Apple Music Is Worse Because You Can’t Delete It From Your iDevice

Image courtesy of (thronx)

My friend Gretchen has a folder on her iPhone’s home screen called “Crapple.” It’s where she sticks all of the apps that Apple adds to her device that she doesn’t use. As Apple has forced apps for their smart watch, HealthKit, bookstore, a separate podcasts app, their own maps app, and now their streaming music store on users, all of these come with apps that you can’t get rid of.

There’s a problem with pushing too many apps on users: anything that they don’t actually use is just burdensome and takes up hard drive space. For the makers of hardware and software alike, “spotlighting your own apps only works as well as the apps themselves do,” points out Brian Barrett in Wired. Part of the reason why some people switched to the iPhone in the first place was the relative lack of bloatware.

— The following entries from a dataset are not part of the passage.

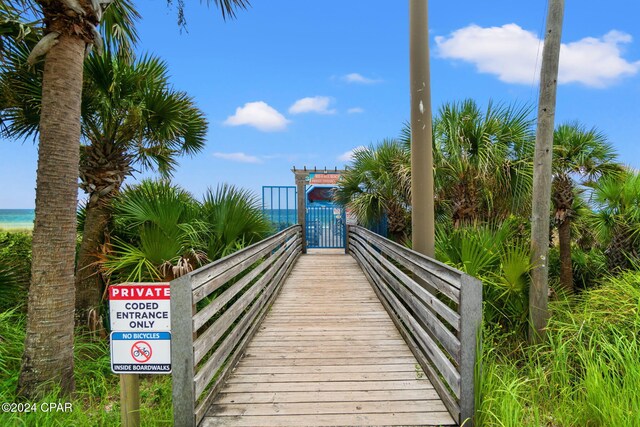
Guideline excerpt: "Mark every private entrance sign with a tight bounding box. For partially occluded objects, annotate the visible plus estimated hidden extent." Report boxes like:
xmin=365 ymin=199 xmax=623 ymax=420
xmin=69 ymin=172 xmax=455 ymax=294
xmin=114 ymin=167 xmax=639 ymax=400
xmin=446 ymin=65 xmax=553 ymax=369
xmin=109 ymin=284 xmax=171 ymax=332
xmin=109 ymin=283 xmax=171 ymax=374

We’ve written before about the challenges that come along with trying to disentangle yourself from Apple services that you do use, like when iPhone users switch to another phone platform and their text messages still get redirected to iMessage.

Here’s the problem, which is specific to the current generation of Apple devices: the apps that you can’t get rid of gobble up 3 GB of space, and they still sell a 16 GB phone. If they want their customers to use these apps, they should create something superior instead of making something that people are stuck with forever and ever.